Vladimir olhou para Diannel, a mulher à sua frente era completamente desconhecida. Nem mesmo conseguia processar que ela estivesse chantageando-o. Em sua mente, só pensava em castigar Carmina por esconder o diário de sua mãe e permitir que fosse roubado por sua irmã bastarda. Mas ele sabia muito bem que não adiantaria ficar com raiva naquele momento. Apertar os punhos ou dentes não lhe daria aquele diário e também não queria prolongar o assunto.

“Fica claro para mim que ela não vai me dar o diário sem a informação”.

Vladimir chamou um de seus guardas, que trouxe uma maleta de mão cheia de papéis. Diannel chamou Giovanni e pediu que ele a protegesse enquanto ela verificava os documentos. Ela viu apenas as primeiras páginas para confirmar e era verdadeiro: as rotas comerciais de cada nobre de Arank. Satisfeita, fechou a maleta e estendeu a mão para seu guarda-costas, que tirou o diário de sua túnica.

Aqui está, com apenas uma olhada você deve saber que ele realmente pertenceu à sua mãe.

Vladimir pegou rápido, acariciou a capa reconhecendo esses bordados, desenhos e assinatura. Todo o diário lhe dizia que ele pertenceu a sua mãe, ele tirou uma chave dourada do bolso e a colocou na fechadura, aliviado ao notar como ela se encaixou.

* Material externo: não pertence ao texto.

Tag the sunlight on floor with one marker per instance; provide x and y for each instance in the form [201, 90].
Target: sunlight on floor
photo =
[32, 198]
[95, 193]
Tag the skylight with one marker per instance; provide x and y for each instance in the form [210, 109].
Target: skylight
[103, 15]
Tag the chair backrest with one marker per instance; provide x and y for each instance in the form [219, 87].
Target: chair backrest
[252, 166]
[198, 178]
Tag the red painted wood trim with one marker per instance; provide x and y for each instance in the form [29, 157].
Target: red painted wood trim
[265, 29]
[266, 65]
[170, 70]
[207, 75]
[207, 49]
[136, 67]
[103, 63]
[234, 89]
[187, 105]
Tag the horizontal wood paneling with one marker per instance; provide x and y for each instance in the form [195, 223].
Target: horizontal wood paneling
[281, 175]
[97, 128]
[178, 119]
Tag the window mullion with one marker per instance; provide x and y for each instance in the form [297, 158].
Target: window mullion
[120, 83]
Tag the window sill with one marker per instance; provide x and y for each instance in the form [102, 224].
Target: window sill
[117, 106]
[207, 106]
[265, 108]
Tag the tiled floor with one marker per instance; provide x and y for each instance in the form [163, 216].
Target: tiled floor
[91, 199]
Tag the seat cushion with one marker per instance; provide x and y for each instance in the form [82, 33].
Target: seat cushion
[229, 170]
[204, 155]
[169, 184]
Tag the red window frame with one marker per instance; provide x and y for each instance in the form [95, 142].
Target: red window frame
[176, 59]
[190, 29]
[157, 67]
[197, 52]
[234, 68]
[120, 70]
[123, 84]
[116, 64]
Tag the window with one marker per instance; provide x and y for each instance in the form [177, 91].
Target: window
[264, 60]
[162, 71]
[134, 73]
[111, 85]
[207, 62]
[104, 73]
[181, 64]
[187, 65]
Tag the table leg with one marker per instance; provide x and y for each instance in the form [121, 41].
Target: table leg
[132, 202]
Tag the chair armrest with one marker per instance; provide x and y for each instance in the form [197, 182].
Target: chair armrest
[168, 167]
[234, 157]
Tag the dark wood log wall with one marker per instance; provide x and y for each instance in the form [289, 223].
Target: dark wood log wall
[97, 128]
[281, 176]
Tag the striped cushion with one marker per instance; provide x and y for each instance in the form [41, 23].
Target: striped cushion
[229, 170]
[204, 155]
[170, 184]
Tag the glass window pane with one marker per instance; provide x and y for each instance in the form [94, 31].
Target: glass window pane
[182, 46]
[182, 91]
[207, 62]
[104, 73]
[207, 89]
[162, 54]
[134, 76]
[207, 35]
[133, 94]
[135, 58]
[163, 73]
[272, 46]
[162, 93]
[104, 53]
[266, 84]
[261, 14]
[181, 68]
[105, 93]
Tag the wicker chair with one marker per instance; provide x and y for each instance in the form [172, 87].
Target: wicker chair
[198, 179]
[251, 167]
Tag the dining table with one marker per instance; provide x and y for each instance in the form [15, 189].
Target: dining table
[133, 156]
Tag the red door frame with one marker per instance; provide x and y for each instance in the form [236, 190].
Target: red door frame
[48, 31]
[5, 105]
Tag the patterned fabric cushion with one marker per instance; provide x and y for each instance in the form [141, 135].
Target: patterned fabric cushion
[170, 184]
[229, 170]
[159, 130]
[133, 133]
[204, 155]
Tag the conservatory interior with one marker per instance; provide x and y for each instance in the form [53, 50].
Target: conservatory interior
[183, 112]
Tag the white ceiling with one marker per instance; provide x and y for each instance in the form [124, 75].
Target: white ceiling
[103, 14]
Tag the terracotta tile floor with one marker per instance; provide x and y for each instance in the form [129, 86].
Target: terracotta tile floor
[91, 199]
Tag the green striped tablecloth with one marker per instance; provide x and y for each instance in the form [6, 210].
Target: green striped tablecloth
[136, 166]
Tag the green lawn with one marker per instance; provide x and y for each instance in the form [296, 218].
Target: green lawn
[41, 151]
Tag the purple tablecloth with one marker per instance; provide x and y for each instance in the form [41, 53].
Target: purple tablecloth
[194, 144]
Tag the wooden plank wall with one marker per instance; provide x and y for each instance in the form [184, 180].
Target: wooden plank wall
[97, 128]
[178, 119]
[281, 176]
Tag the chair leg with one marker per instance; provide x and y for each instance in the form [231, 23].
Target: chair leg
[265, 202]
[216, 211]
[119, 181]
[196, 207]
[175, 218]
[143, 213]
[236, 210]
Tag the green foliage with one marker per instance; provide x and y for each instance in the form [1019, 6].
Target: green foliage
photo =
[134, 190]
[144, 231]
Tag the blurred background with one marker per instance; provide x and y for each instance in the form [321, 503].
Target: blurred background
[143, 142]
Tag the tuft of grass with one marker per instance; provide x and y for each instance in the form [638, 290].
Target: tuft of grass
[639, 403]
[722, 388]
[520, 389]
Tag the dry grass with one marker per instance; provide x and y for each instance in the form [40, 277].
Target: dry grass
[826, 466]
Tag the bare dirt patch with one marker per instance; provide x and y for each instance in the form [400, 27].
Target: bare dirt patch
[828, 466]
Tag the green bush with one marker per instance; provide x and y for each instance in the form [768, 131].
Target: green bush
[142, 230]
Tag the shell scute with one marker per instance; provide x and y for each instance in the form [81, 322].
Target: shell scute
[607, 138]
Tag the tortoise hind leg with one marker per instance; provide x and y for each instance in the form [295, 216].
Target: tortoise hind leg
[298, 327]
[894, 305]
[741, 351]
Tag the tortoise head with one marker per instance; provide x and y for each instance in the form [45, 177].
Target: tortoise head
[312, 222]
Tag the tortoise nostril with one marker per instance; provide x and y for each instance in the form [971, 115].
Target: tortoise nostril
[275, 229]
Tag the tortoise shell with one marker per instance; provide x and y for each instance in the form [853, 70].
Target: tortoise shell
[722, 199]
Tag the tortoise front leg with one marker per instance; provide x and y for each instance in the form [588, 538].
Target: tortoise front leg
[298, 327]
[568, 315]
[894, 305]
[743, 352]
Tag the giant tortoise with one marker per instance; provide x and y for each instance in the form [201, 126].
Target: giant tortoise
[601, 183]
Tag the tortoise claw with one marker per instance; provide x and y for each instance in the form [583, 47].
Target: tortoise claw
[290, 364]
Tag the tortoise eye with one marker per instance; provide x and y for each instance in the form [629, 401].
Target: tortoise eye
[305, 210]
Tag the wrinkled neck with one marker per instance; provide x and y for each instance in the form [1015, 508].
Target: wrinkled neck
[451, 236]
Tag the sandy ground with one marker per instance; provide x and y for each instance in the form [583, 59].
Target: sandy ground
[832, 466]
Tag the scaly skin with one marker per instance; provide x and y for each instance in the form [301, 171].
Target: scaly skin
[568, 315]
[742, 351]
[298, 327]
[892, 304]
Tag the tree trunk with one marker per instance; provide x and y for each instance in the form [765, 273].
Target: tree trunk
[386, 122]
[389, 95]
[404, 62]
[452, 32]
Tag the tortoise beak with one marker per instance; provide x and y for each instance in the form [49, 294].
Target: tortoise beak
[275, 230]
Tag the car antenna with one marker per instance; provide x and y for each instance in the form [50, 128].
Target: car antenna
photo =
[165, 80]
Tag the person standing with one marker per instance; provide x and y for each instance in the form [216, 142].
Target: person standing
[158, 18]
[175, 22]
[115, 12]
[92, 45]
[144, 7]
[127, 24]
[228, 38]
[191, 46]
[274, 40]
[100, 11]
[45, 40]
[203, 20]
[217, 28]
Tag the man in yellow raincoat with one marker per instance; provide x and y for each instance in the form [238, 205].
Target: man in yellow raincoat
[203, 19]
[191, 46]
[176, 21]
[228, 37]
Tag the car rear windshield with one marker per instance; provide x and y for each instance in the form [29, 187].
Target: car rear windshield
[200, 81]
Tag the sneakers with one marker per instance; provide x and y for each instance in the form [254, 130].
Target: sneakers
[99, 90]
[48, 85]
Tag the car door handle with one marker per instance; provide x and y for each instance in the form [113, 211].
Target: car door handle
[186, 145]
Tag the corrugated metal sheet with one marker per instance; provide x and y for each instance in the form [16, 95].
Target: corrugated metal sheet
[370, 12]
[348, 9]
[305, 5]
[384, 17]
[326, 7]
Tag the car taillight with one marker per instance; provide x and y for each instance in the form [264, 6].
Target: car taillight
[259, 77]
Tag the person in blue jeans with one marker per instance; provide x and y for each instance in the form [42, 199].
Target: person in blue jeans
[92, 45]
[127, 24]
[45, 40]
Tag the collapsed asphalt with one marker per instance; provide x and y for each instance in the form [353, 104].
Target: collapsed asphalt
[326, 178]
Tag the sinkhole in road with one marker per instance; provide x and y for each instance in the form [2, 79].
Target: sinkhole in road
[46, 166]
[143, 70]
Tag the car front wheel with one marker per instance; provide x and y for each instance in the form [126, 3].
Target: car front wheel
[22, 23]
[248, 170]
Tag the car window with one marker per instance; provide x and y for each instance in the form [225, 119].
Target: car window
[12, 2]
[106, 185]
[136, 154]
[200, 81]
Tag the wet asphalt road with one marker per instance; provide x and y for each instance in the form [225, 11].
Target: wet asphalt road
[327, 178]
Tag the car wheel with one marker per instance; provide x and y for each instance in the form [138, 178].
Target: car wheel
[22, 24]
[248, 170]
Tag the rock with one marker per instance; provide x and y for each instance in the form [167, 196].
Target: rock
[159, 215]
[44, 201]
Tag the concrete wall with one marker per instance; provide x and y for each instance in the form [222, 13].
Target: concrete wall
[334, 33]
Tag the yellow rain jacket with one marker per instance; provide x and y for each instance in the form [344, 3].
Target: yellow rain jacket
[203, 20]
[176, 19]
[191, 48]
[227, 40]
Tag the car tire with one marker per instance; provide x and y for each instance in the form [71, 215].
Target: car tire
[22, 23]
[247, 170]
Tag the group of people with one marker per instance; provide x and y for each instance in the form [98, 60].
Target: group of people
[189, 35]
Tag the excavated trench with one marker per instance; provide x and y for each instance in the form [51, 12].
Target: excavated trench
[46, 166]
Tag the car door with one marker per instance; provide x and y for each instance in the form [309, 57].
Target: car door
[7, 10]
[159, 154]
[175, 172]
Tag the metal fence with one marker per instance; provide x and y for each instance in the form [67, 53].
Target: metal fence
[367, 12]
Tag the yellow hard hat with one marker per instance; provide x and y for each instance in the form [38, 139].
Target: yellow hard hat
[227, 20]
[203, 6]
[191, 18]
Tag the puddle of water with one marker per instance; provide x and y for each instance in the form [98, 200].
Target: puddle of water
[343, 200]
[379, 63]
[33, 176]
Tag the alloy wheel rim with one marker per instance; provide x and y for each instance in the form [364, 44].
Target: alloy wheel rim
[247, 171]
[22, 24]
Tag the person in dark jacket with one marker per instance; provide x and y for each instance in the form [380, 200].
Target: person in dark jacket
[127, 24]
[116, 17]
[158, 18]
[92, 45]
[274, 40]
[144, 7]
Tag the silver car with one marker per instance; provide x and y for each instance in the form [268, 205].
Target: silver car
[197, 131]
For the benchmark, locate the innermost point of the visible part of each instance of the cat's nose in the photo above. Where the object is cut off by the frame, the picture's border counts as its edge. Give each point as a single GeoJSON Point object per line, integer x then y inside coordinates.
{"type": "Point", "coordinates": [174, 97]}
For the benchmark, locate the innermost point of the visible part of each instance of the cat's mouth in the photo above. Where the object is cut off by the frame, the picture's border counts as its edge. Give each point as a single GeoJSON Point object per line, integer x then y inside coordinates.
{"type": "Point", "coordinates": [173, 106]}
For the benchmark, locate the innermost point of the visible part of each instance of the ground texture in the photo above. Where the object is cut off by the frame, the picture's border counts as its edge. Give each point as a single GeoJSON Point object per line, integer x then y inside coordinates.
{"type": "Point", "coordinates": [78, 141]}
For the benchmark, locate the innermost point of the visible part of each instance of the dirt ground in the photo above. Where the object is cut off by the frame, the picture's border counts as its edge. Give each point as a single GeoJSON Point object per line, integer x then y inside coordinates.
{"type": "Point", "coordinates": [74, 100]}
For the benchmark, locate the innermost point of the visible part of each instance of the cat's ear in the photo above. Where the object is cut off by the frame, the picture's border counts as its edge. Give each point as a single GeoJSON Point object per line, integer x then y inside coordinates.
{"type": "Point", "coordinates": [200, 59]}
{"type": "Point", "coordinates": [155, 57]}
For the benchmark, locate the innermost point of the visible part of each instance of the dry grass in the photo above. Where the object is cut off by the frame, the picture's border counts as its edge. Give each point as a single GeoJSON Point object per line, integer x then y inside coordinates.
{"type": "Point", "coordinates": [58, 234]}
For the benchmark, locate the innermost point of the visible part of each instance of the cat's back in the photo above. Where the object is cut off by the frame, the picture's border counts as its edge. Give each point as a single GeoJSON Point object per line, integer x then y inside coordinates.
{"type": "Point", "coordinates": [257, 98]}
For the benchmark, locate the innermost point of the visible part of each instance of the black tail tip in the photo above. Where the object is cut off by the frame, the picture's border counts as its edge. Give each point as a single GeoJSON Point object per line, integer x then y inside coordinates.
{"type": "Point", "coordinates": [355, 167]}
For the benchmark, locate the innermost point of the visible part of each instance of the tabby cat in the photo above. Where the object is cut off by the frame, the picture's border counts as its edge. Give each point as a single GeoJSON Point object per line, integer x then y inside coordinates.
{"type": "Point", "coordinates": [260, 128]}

"Se for o diário da minha mãe... Carmina o escondeu".

- Até breve\, jovem duque - disse Diannel\, saindo com Giovanni da cabana.

Vladimir ficou paralisado por alguns momentos, mas saiu da cabana para ver sua meia-irmã ir embora. Ele não soube o que pensar, então apenas ordenou o retorno ao porto.

A viagem foi excessivamente longa, pesada e ele retornou irritado. A primeira coisa que fez foi ligar para sua irmã, que veio recebê-lo com um grande sorriso. Embora tivessem um bom relacionamento, naquele dia Vladimir parou de tratá-la como irmã e ela começou a sentir o olhar de indiferença e ódio.

-Eu nunca mais quero ver você! -Vladimir gritou para ela ao confirmar que ela tinha o diário há anos. Você está morta para mim, Carmina!

-Espere, irmão... você não pode dizer uma coisa dessas para mim!

-Vá embora daqui, não quero ver você!

Por favor, ouça-me, não leia esse diário, eu lhe peço, não o leia! -Ela se ajoelhou diante do irmão em desespero: "Você só vai sofrer se o ler, deve queimá-lo...", mas levou um tapa no rosto.

Os dois irmãos estiveram juntos pela morte de sua mãe, mas ela foi o motivo pelo qual Vladimir rompeu esses laços. Ele sempre se perguntou por que sua mãe lhe deu aquela chave, aquele desejo que ela não chegou a lhe contar o atormentava desde sua morte. E sua própria irmã tinha a solução para sua tormenta e escondeu, mesmo conhecendo bem a culpa de Vladimir.